Per la sedicesima volta nella storia della celebre manifestazione la perla della Costiera ospiterà le rivali Pisa, Genova e Venezia. I quattro Galeoni, ciascuno dipinto con i colori dominanti della propria Repubblica (l’Azzurro di Amalfi, il Bianco di Genova, il Rosso di Pisa e il Verde di Venezia), si daranno battaglia su un campo di gara lungo 2.000 metri in linea che abbraccia il tratto di mare che va dal Capo di Vettica alla Marina Grande ad Amalfi.
Giovani atleti e nomi celebri del canottaggio, campioni iridati e olimpici tra le fila degli equipaggi – composti da otto vogatori titolari, due riserve e un timoniere – si preparano a dare il massimo sulle imbarcazioni costruite da modelli del XII secolo ma realizzate in vetroresina, sintesi perfetta della combinazione tra passato e futuro propria dell’evento, profondamente sentito dai cittadini e vissuto intensamente dai turisti, proiettati in un’esperienza davvero unica da vivere.
Il Palio remiero sarà l’evento clou di un lungo weekend programmato per l’occasione dal Comitato cittadino di Regata, presieduto dal Sindaco di Amalfi Daniele Milano, con diversi appuntamenti tra sport, cultura e spettacoli, in attesa di una sfida che ogni anno ferma il tempo in un evento tutto da assaporare. Merito anche dell’imponente corteo che anticipa la regata e che riesce a riassumere, in episodi salienti, oltre quattrocento anni di avvincente storia. Tra matrimoni e battaglie, conquiste e dominazioni, le quattro città rievocano i momenti del loro maggior splendore per celebrare i fasti della propria potenza commerciale e politica.
320 figuranti, circa 80 per ogni Repubblica, sfileranno da Atrani ad Amalfi mettendo in sequenza eventi lontani tra loro nel tempo e nello spazio e permettendo a Dogi e condottieri, cortigiane ed ecclesiastici, di incrociarsi eccezionalmente in un inedito excursus che attraversa il Medioevo.
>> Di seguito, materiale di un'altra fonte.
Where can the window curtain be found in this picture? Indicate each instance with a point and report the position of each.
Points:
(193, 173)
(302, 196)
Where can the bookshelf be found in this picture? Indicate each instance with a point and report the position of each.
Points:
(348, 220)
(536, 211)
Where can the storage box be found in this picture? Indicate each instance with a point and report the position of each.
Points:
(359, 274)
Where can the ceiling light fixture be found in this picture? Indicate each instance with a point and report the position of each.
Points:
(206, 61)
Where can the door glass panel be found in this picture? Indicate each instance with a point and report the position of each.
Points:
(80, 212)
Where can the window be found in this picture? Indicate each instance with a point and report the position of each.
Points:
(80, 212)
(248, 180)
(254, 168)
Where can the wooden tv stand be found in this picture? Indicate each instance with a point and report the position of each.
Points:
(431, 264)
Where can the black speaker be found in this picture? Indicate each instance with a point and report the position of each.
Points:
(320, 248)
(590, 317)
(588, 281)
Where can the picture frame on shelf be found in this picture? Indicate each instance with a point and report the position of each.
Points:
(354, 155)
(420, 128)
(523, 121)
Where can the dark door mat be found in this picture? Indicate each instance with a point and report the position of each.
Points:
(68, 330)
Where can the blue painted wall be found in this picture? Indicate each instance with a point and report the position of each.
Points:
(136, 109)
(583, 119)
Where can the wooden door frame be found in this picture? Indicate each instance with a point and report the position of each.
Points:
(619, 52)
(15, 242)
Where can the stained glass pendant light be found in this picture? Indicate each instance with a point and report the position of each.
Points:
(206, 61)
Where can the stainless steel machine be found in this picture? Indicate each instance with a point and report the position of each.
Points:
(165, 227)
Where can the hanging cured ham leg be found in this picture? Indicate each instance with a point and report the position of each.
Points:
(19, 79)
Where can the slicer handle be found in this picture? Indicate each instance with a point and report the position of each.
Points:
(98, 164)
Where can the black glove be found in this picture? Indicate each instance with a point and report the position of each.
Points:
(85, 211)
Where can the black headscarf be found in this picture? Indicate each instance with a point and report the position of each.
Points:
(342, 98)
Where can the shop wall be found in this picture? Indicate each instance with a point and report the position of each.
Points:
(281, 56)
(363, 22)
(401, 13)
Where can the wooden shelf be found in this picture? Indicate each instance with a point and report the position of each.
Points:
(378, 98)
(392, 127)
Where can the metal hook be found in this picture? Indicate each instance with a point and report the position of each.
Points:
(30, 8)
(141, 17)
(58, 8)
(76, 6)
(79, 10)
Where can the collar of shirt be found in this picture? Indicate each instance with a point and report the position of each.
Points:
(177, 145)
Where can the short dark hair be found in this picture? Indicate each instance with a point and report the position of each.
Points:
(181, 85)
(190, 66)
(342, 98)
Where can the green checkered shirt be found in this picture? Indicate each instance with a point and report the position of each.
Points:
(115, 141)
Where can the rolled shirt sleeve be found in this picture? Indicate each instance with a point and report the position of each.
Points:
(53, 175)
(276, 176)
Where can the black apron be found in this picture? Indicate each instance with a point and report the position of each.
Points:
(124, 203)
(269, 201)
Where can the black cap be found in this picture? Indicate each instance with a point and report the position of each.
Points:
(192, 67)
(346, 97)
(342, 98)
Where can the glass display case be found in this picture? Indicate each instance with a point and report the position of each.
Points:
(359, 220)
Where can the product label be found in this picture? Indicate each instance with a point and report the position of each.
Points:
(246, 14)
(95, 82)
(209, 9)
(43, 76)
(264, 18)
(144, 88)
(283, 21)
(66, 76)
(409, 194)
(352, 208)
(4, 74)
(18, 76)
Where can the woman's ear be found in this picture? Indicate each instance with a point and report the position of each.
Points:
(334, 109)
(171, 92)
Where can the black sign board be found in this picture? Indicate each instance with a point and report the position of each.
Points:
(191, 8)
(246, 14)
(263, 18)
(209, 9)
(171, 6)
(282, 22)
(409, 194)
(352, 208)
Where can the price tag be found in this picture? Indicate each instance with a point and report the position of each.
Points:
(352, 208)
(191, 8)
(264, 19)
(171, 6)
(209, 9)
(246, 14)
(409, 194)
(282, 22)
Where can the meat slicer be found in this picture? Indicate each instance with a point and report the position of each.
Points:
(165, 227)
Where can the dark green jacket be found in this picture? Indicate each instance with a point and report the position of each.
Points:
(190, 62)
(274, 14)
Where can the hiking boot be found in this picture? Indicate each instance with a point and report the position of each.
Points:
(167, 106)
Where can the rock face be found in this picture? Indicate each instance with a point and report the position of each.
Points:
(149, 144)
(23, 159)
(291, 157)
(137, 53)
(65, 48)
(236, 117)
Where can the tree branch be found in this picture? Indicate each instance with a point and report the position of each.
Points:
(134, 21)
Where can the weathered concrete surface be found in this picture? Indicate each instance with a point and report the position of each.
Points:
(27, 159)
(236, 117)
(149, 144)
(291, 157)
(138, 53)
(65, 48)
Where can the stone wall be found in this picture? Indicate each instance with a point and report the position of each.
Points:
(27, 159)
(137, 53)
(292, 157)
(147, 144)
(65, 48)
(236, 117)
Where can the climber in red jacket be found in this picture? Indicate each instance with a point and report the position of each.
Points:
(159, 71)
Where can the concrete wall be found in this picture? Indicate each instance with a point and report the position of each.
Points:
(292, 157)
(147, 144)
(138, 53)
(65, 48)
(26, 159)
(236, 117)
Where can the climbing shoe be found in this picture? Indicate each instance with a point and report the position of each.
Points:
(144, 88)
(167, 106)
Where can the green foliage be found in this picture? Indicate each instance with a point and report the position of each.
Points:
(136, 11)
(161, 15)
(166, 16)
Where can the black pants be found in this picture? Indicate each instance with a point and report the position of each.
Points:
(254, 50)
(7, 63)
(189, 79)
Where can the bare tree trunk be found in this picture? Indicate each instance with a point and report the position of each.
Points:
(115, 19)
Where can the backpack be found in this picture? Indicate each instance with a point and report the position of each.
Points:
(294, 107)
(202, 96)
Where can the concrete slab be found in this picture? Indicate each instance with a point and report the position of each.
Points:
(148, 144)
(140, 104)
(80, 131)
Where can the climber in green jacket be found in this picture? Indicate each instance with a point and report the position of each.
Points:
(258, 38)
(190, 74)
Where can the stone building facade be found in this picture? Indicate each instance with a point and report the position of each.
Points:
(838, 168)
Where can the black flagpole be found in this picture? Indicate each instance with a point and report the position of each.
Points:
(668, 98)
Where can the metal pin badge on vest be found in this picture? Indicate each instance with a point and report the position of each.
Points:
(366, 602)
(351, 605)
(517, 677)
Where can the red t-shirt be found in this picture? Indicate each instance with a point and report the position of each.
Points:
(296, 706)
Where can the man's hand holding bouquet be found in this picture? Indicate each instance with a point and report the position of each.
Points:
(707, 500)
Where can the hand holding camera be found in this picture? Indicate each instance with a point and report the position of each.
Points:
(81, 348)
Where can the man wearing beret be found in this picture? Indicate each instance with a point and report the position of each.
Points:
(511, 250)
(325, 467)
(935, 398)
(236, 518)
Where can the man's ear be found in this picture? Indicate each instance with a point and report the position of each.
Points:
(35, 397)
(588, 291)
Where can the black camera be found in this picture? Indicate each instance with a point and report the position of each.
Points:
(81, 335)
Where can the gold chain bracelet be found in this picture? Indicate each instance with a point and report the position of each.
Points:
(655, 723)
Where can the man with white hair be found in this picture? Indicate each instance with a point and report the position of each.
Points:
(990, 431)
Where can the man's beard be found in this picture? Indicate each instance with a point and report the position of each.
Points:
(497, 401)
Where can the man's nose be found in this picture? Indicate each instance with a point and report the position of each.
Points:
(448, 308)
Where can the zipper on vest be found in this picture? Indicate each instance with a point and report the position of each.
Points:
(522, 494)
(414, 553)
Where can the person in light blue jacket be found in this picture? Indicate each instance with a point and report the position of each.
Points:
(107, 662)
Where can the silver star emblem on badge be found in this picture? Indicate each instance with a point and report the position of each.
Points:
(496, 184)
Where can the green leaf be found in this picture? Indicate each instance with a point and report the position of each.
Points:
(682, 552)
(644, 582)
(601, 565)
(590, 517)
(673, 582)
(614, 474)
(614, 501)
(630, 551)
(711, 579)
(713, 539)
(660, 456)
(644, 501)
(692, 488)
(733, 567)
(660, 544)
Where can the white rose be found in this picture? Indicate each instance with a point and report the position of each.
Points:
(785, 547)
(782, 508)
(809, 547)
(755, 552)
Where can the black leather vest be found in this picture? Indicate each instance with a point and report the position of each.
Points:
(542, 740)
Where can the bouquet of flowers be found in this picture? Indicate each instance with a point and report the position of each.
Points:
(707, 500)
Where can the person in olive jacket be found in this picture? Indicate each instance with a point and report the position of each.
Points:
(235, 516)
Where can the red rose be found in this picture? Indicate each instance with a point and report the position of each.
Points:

Così, in un unico pomeriggio, si verrà catapultati nella domenica del 26 aprile 1002, giorno delle nozze di Sergio III, primogenito del duca di Amalfi Giovanni I e nipote del magnificentissimus dux Mansone I, con Maria, figlia del principe di Capua-Benevento; si andrà, quindi, alla scoperta dei fasti di Pisa a partire dal 1004, quando la giovane Kinzica de’ Sismondi salvò la patria dall’attacco degli Arabi svegliando la popolazione con una provvidenziale scampanata, fino al 1284, anno che segnò il declino della Repubblica toscana. Con Genova si tornerà agli anni della Prima Crociata grazie alle gesta del grande condottiero Guglielmo Embriaco, detto “testa di Maglio”, che, penetrato con uno stratagemma nella Città Santa di Gerusalemme nel 1099, recuperò il Sacro Catino usato da Gesù nell’Ultima Cena e ritornò in patria portando con sé la reliquia. Il tuffo nel passato si concluderà alle porte del Cinquecento con il trionfale sbarco a Venezia di Caterina Cornaro, regina di Cipro che nel 1489 donò l’isola alla Serenissima, diventandone “Figlia prediletta”.